Is Covid Crisis Lead to Prosperity - Causal Inference from a Counterfactual World Using Facebook Prophet
Posted June 12, 2021 by Gowri Shankar ‐ 12 min read
Identifying one causal reason is more powerful than identifying dozens of correlational patterns from the data, causal inferencing is a branch of statistics concern to effects that are consequence of actions. In traditional machine learning, we infer from the observations of the past asking how something had happened by characterizing the association between variables. On contrary, causal inferencing addresses why an event had happened through randomized experiments.
Why causality is critical, it has been widely believed causal reasoning is the promising path towards generalization. This is the second post on causality where we earlier attempted to bridge causal reasoning with model explainability under the theme correlation does not imply causation
. Please refer
In this post, we are introducing the mathematical intuition behind causality, fairness, explanation and subsequently create a counterfactual world using Facebook Prophet forecasting tool in a retrospective mood. I hope this post will render all necessary instincts to dive deeper in the forthcoming posts on superior causal modeling schemes like DoWhy, Causal Recovery Tool box, Causal DNN etc.

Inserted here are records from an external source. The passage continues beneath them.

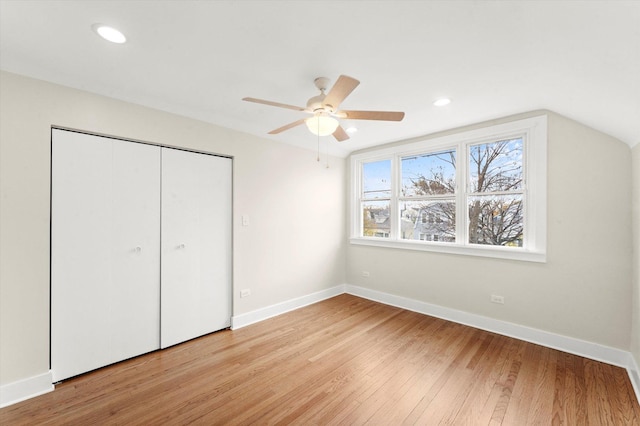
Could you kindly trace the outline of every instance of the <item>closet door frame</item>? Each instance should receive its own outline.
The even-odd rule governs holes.
[[[196,151],[196,150],[190,150],[190,149],[183,149],[183,148],[176,148],[176,147],[171,147],[171,146],[165,146],[165,145],[160,145],[160,144],[154,144],[154,143],[149,143],[149,142],[144,142],[144,141],[138,141],[138,140],[131,140],[131,139],[127,139],[127,138],[122,138],[122,137],[115,137],[115,136],[110,136],[110,135],[102,135],[102,134],[97,134],[95,132],[88,132],[88,131],[83,131],[83,130],[77,130],[77,129],[71,129],[71,128],[66,128],[66,127],[62,127],[62,126],[52,126],[51,128],[51,164],[50,164],[50,193],[51,193],[51,198],[50,198],[50,251],[49,251],[49,255],[50,255],[50,262],[49,262],[49,288],[50,288],[50,293],[49,293],[49,299],[50,299],[50,310],[49,310],[49,367],[50,369],[53,370],[54,366],[53,366],[53,292],[52,292],[52,283],[53,283],[53,269],[54,269],[54,265],[53,265],[53,246],[54,246],[54,242],[53,242],[53,238],[54,238],[54,231],[53,231],[53,211],[54,211],[54,207],[53,207],[53,194],[54,194],[54,178],[53,178],[53,161],[54,161],[54,155],[53,155],[53,134],[55,131],[67,131],[67,132],[73,132],[73,133],[78,133],[78,134],[83,134],[83,135],[87,135],[87,136],[95,136],[95,137],[102,137],[102,138],[107,138],[107,139],[112,139],[112,140],[116,140],[116,141],[121,141],[121,142],[125,142],[125,143],[132,143],[132,144],[142,144],[142,145],[149,145],[149,146],[153,146],[153,147],[157,147],[160,151],[162,151],[163,149],[173,149],[173,150],[179,150],[179,151],[187,151],[187,152],[192,152],[194,154],[202,154],[202,155],[207,155],[207,156],[214,156],[214,157],[221,157],[221,158],[225,158],[230,160],[230,165],[231,165],[231,176],[230,176],[230,185],[231,185],[231,200],[230,200],[230,205],[229,205],[229,210],[230,210],[230,228],[229,228],[229,283],[228,283],[228,306],[229,306],[229,324],[231,321],[231,317],[233,315],[233,157],[231,156],[227,156],[227,155],[220,155],[220,154],[215,154],[215,153],[210,153],[210,152],[204,152],[204,151]],[[161,159],[159,159],[159,167],[161,167]],[[161,172],[161,170],[160,170]],[[162,183],[161,183],[162,184]],[[158,196],[160,196],[161,194],[161,190],[162,188],[160,188],[160,190],[158,191]],[[160,208],[160,203],[158,204],[158,207]],[[158,239],[159,241],[161,241],[161,225],[158,226]],[[143,248],[141,248],[143,249]],[[137,246],[133,248],[134,251],[137,250]],[[159,261],[161,262],[161,252],[162,252],[162,246],[160,245],[160,247],[158,248],[158,256],[159,256]],[[158,274],[160,273],[160,269],[161,266],[158,266],[157,270],[158,270]],[[159,292],[159,300],[158,300],[158,310],[160,311],[160,307],[161,307],[161,279],[162,277],[159,277],[158,280],[158,292]],[[161,349],[161,323],[162,323],[162,313],[159,312],[159,321],[158,321],[158,337],[157,337],[157,345],[156,347],[154,347],[153,349],[150,349],[150,351],[153,350],[158,350]],[[145,351],[148,352],[148,351]],[[132,355],[132,356],[137,356],[137,355],[141,355],[144,352],[141,352],[139,354],[136,355]],[[126,358],[124,358],[126,359]],[[115,360],[113,362],[118,362],[118,361],[122,361],[124,359],[120,359],[120,360]],[[105,364],[108,365],[108,364]],[[99,368],[101,366],[98,366],[96,368]],[[90,370],[87,370],[90,371]],[[82,374],[82,372],[78,373],[78,374]],[[56,378],[56,375],[54,375],[54,383],[60,380],[63,380],[64,378]],[[73,377],[73,376],[68,376],[68,377]]]

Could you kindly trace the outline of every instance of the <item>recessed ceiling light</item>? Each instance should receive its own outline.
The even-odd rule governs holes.
[[[110,41],[112,43],[122,44],[127,41],[127,38],[120,31],[116,30],[113,27],[104,24],[93,24],[91,26],[93,31],[96,32],[103,39]]]

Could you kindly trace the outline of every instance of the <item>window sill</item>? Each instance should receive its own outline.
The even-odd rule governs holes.
[[[530,251],[520,248],[462,246],[450,243],[423,243],[411,240],[397,241],[372,237],[351,237],[349,242],[353,245],[386,247],[401,250],[418,250],[464,256],[491,257],[496,259],[520,260],[525,262],[546,263],[547,261],[547,256],[544,252]]]

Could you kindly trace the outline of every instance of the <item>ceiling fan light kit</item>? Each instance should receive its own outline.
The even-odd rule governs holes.
[[[332,135],[340,125],[338,120],[326,115],[325,113],[319,113],[318,115],[309,117],[304,120],[304,122],[309,131],[317,136]]]
[[[404,118],[404,112],[398,111],[340,111],[338,107],[342,101],[360,84],[355,78],[341,75],[327,94],[325,94],[325,91],[329,85],[328,78],[318,77],[314,80],[314,84],[320,90],[320,94],[310,98],[307,101],[306,108],[257,98],[243,98],[242,100],[313,114],[313,117],[297,120],[272,130],[269,132],[271,135],[284,132],[304,123],[314,135],[333,135],[338,142],[341,142],[349,139],[349,135],[342,128],[337,118],[382,121],[401,121]]]

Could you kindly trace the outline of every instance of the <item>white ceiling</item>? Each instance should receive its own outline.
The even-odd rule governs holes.
[[[342,108],[406,112],[338,155],[535,109],[640,142],[640,1],[0,0],[0,68],[310,149],[267,135],[303,113],[241,99],[305,106],[346,74]]]

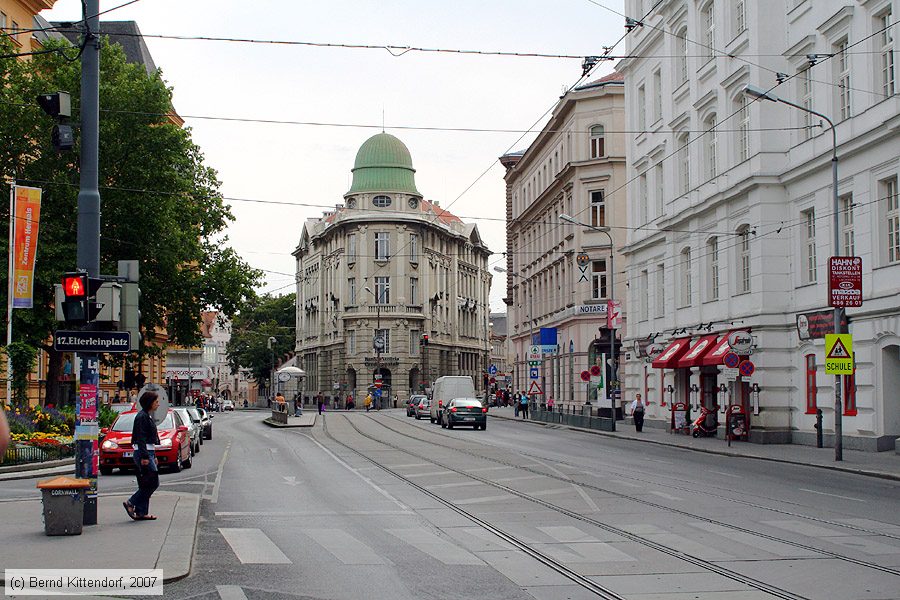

- Image Credit: A bear market and a bull market
It’s a big thing to integrate [causality] into AI. Current approaches to machine learning assume that the
trained AI system will be applied on the same kind of data as the training data. In real life it is often
not the case.
- Yoshua Bengio
Lots of people in ML/DL [deep learning] know that causal inference is an important way to
improve generalization.
- Yann LeCun
Objectives
The objective of this post is to formalize the intuition behind causal inferencing and counterfactuals worlds. We also learn about
- Causal Graphs
- Causal Explanation and Fairness
- Facebook Prophet Forecasting Library
Introduction
What makes us human is our ability to rationalize events in terms of cause and effect. i.e The inherent capability to assess why
something had happened or have to happen to make a corrective actions and hoping to improve the future outcomes. However, in traditional ML/Deep Learning - learning happens out of correlated features, where features that are available does not completely represent the world. Bridging the gap between known world and unknown world through causal reasoning will realize generalization, a stepping stone for artificail general intelligence.
Performance of traditional machine learning models degrade due to concept and data drift over time, I mean a well tested and deployed model in the field tend to go obsolete. Continuous development and integration schemes address the data drift problem but the robustness of the model degrades eventually. On contrary, causal inferencing focus on what might have happened when there is lack of information through randomized control trials(RCTs) or A/B tests. It also addresses the classic problem of Out of Distribution to certain extent.
Counterfactual World Conundrum
Purely observational data does not account the attributes of the counterfactual world. i.e certain actions are taken and the effect of those actions are recorded in the dataset, in case those actions are not taken in an alternate universe - What could have been the effect? Let us ilustrate this
$X$ causes $Y$ iff $X$ leads to a change in $Y$, i.e. $(X \rightarrow Y)$ - keeping everything else constant $$then$$ $$\Large \text{Causal Effect} = \overbrace{ E[ Y|do(X=1)]}^{\text{ Real World }} - \underbrace{ E[Y|do(X=0)] }_{\text{Counterfactual World}} \tag{1. Causal Effect}$$ Causal effect is the magnitude by which $Y$ is changed by a unit change in $X$.
This illustration renders the change in NFTY 50 Index when the covid crisis started during Feb, 2020 and lockdown effect by Mar/Apr, 2020 - We are studying this dataset in the subsequent section in depth.
For example, In a farm field everything is automated using an expert system that is powered by sensors and actuators.
- Moisture level of the soil is fed to the expert system through sensors
- If the soil moisture level goes below certain threshold, actuators triggers to kick start the water supply
- Atmospheric temperature is monitored and recorded
- Subsequently, moisture level of the soil also recorded
Sensors ensured the farm field is watered as and when the temperature goes up which inherently lead to maintaining the moisture of the soil in acceptable level. The data of temperature and soil moisture levels are collected and they are quite correlated.
This observational data is fed into an AI system which is about to augment the expert system based on historical observations. However the AI system ended up recommending No Watering
when there is High Temperature
because the expert system ensured watering whenever temperature peaks, resulting in high temperature leads to high moisture level.
In causal inferencing, empahsis is given for the counterfactual world where an intervention did not happen ie $E[Y|do(X=0)]$ and it’s effects are measured.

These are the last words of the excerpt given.